NICUs cost how many thousands per day? And parents need charities for parking?

Yeah, I know. The government is set to shut down on Tuesday—by non-coincidence the very day health insurance exchanges open for business for ObamaCare. And I’m about to talk about hospital parking?

Bear with me. This is actually an important issue: The incredible way our health system so terribly disserves families caring for loved-ones with serious illnesses.

Today’s Chicago Tribune includes a front-page feel-good story about a new charity’s efforts to making parking free for families with babies receiving neonatal intensive care. The Tribune story notes: “Foundation will cover garage or mass transit costs for parents of critically ill infants.” It begins with a poignant description:

Wide-eyed Brody Rubenstein, connected to tubes and swaddled in a striped hospital blanket, was born 19 days ago with a hole in his diaphragm and many of his tiny organs pushed upward into his chest.

His parents, Neil and Amy, have spent nearly every day at his side, and added to their many worries is this: the cost of parking their car across the street from Lurie Children’s Hospital of Chicago. They’ve already spent about $250.

But starting Monday, the cost of parking will no longer be a concern. The Rubensteins and other families with babies in the neonatal intensive care unit will be handed passes for parking or public transportation that will allow them to come and go for free.

The Jackson Chance Foundation is stepping in to help. This worthy organization has raised $200,000 to help NICU families with free parking and transit passes. It’s a terrific cause. Yet it’s revealing and pathetic that such efforts are even needed.

The average daily cost of NICU care in the United States exceeds $3,000. I’m going to go out on a limb and guess that Lurie Children’s hospital –one of the nation’s most prestigious—charges even more. The Tribune reports that the average length of stay in Lurie’s NICU is 27 days. So average expenditures are nearing $100,000. If these infants need MRI scans, intricate procedures and tests, they will get these costly services. NICUs are wonderful places.
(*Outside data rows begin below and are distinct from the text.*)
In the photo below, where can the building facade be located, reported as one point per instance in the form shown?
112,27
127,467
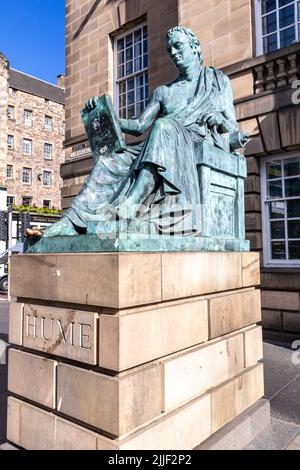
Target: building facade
31,139
118,47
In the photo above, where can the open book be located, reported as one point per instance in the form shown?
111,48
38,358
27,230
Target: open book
102,128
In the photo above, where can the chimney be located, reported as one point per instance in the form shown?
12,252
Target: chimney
61,81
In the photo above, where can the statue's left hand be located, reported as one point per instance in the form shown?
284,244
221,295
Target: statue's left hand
215,120
92,103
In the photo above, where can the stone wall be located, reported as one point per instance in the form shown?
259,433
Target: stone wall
40,107
89,69
224,28
270,117
3,116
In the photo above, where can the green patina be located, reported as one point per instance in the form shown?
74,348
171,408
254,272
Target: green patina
182,189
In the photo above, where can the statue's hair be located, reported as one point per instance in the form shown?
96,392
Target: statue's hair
193,40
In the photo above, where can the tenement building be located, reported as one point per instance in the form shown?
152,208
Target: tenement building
31,139
118,47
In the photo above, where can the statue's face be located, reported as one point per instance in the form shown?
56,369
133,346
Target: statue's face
180,50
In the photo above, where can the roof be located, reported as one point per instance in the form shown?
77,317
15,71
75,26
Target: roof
34,86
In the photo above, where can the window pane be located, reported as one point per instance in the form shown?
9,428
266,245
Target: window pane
268,5
294,250
145,61
286,16
287,36
140,80
131,112
277,210
293,208
120,44
270,43
138,35
284,2
292,187
292,167
139,108
278,250
122,88
273,170
277,230
269,23
294,228
275,188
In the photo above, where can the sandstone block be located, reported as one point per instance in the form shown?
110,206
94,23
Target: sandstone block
32,377
29,427
180,430
233,398
62,332
16,323
253,346
208,273
114,405
70,436
280,300
195,372
251,269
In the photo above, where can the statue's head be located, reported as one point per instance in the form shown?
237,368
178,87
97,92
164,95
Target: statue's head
183,45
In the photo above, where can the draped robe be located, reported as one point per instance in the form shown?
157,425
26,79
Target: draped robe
174,207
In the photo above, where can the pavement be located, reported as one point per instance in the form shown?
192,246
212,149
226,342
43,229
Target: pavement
282,388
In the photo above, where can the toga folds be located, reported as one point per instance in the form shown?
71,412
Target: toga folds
174,207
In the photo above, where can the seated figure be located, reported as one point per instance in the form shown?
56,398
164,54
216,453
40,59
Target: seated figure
159,174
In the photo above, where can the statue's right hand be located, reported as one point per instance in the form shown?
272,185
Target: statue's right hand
92,103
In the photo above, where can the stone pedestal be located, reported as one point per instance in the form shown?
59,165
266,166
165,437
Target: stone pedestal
132,350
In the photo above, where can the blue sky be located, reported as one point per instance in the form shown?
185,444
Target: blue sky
32,36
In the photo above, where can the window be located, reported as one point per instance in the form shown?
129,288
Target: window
131,69
281,210
46,204
47,178
10,200
10,142
27,147
27,175
9,172
28,117
48,123
48,151
26,201
11,112
277,24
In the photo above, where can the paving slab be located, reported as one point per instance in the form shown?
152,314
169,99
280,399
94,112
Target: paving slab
286,404
277,436
279,368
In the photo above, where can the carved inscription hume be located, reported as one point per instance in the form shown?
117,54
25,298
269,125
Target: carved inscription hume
61,332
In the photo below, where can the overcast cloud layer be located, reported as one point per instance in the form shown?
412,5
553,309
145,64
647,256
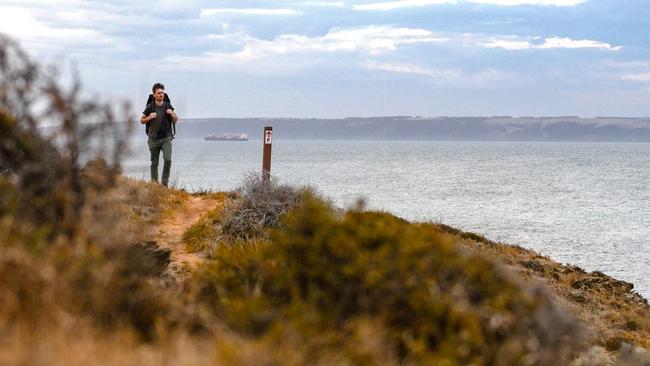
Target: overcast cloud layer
352,58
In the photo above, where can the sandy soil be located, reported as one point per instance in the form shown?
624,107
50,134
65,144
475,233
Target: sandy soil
170,235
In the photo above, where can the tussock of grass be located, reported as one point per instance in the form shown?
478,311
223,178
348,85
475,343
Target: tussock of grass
204,235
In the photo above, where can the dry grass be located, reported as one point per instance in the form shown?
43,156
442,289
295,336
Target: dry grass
608,306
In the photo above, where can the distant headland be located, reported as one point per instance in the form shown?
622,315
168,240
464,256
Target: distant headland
495,128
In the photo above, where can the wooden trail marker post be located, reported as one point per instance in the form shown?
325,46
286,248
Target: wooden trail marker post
266,157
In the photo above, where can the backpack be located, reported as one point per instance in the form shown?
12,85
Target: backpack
167,103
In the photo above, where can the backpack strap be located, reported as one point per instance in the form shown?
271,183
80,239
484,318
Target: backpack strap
173,124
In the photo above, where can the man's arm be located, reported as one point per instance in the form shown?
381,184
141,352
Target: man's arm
145,119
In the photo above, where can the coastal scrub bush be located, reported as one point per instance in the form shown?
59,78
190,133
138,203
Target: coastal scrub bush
326,278
61,258
261,205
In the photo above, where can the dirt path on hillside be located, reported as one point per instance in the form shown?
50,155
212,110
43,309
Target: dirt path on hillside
170,235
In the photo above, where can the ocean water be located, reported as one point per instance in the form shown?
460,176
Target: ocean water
586,204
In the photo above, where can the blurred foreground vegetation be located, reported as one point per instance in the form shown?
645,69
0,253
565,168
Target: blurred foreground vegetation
287,279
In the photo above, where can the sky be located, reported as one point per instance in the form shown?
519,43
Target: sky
335,59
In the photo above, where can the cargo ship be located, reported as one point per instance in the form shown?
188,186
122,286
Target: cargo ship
228,137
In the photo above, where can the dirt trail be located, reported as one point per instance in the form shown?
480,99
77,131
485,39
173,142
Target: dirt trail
170,235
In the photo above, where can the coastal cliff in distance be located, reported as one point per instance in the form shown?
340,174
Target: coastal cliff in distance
496,128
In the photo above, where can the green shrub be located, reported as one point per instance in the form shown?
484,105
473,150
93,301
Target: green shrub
322,276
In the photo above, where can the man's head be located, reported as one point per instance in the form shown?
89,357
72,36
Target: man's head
158,92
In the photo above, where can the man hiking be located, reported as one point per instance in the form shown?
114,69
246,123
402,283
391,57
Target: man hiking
159,116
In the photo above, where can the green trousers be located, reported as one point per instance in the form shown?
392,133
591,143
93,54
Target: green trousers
155,147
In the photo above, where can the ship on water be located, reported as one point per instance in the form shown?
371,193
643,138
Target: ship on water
228,137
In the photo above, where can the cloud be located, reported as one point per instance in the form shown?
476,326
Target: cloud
413,69
333,4
391,5
248,11
20,23
529,2
644,77
373,40
517,43
483,78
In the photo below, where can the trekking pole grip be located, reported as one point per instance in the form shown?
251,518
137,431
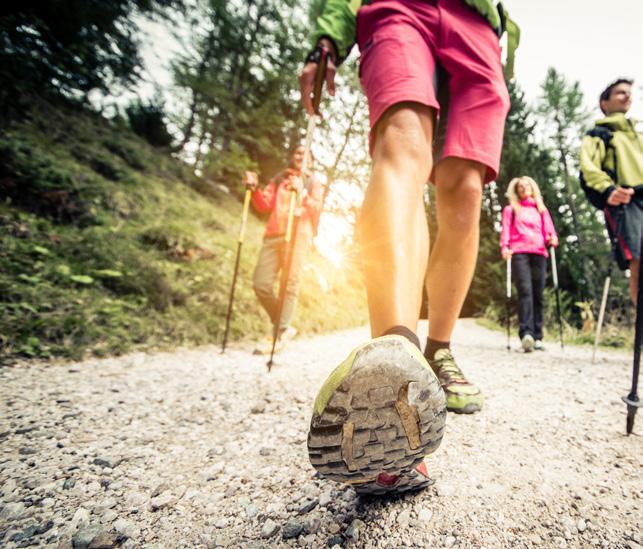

Showpieces of modern medicine, these are responsible for a marked reduction of infant mortality.

And herein lays the irony. Alongside these medical miracles, we struggle to find $20 per day so families going through incredible difficulties have a place to park. And that’s only parking.

I’ve worked with Ronald McDonald House, which happens to have outstanding facilities in Chicago serving Lurie Children’s, the University of Chicago, and other area hospitals. RMHC does a great service for families of critically-ill infants and children. These families often come a long way for specialty care. Families need a place to stay, somewhere to eat so they aren’t spending surprising amounts of money in the hospital cafeteria. They need a place for sanity and sleep when a child has cancer, cardiac problems, or other serious illnesses. RMHC facilities do a great job, though the need is greater than they can fully address.

Notice something else, too. Charities such as Jackson Chance Foundation and RMHC are worthy ventures for families of cute and cuddly kids. But what about the hundreds of thousands of adults with cancer or serious cardiac disease? What about their families?

As I’ve noted here, my father was recently sick with a scary cancer. We spent thousands of dollars on hotel rooms, food, laundry, transportation, and more, as we managed the logistics of being there as a family to help with his care. He got excellent and humane care, and these expenses were not a serious hardship for us. They certainly would have been for many other Americans.

Our health care system—particularly our leading academic medical centers—often do a great job providing expensive, high-tech medicine. These same institutions and the wider health care and social service system do a horrible job addressing the economic, logistical, and other life challenges that predictably confront patients and their families given the practical realities of serious illness. (I’m not even considering even more challenging situations, such as indigent patients with HIV or other ailments who require costly emergency department visits and costly nursing home services made worse by their lack of much-less-costly secure housing.)

I’m glad that families such as the Rubensteins can get free parking. It’s pathetic that they even need to ask. It’s a depressing commentary that this obvious bit of humanity merits a newspaper headline.